Leaders get 'lean' with Green Belt training

  • Published
  • By Kandis West
  • 72nd Air Base Wing Public Affairs
The commander for Air Force Materiel Command has said that Air Force Smart Operations for the 21st Century (AFSO 21) is a mindset and a change in behavior.
    Oklahoma City Air Logistics Center senior leaders are changing their behavior and the culture of the OC-ALC - one Greenbelt class at a time.
   Greenbelt training instructor Michael Kakhta said the concepts are basic.
"We are going back to classic functions of what makes a business work," he said. "We are fixing processes; they already know how to fix parts."
   The purpose of the Greenbelt training is to develop individuals to lead process improvements. The training also teaches participants to effectively use tools like Six Sigma, a method to eliminate variation and standardize a process and lean initiatives designed to eliminate waste or non-value added steps from a process.

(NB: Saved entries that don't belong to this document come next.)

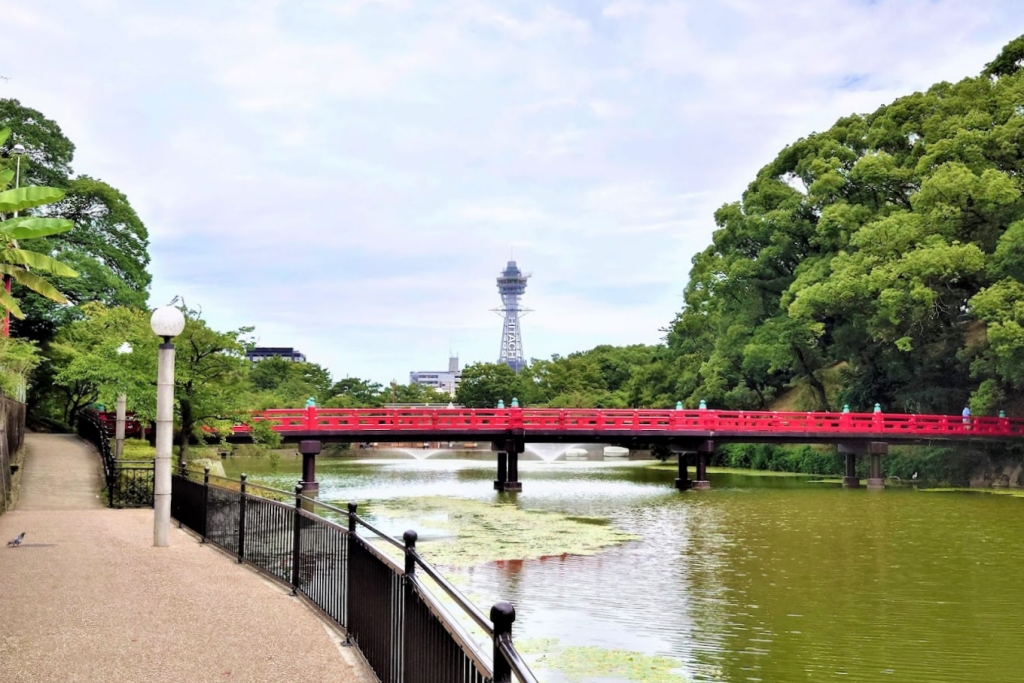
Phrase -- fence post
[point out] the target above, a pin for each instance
(502, 615)
(410, 538)
(242, 520)
(352, 507)
(182, 473)
(206, 500)
(297, 542)
(351, 517)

   The training emphasizes a data-driven approach to problem solving using several key concepts like value stream mapping, a tool used to identify all steps of a process and the time it takes to complete those steps, cause and effect analysis and basic statistics.
   "Our job as leaders and managers is to remove barriers so our guys can be productive," said Wade Wolfe, chief of transformation, integration and process improvements for Plans and Programs.
   The training consist of 14 classes over a four-month period in which participants apply the skills they learned by working a real-world project in teams of four. The average project time is 40-50 hours outside the classroom in addition to regular duties.
   Maj. Gen. Loren Reno, OC-ALC commander, and the senior leaders that are participating in the current Greenbelt training, tackled a variety of problems.
   General Reno's team was tasked with reducing the time of preparing read-ahead materials. On average, it took the team more than 11 hours to produce the read-ahead material per day. Through statistical data, the team developed a plan to reduce the time to four hours by making the process electronic.
   By eliminating the paper process, there will be an estimated cost savings of $1,200 a year for toner and paper alone. The team also found it was quicker and easier to make corrections electronically than on paper.
   Mr. Wolfe said the process improvements and Greenbelt projects don't have to save millions of dollars, but simply make a process more effective and efficient.
"It's not one project that saves a million dollars; it's a million projects that save one dollar," Mr. Wolfe said.
   He said the goal of the Greenbelt training class is not to charter a formal project for every improvement, but to get people to automatically think of how they can improve things.
   "Eventually, the culture will be engrained into their minds," Mr. Wolfe said.
   The first Greenbelt training class was in 2004. The center was sending maintenance workers all over the country to get training on process improvements. Travel expenses were costly and the training was not standardized.
   Team Tinker leaders decided to partner with the Lean Institute Training Program at the University of Oklahoma to host a standard training program at Tinker.
Since 2004, more than 85 percent of senior leaders group-level or higher have been trained.
   "Changing the culture starts at the top," said Larry Fisher, OC-ALC Plans and Programs.
   Mr. Wolfe said the next class will consist of an equal amount of supervisors and non-supervisors as the focus begins to shift to non-leadership positions.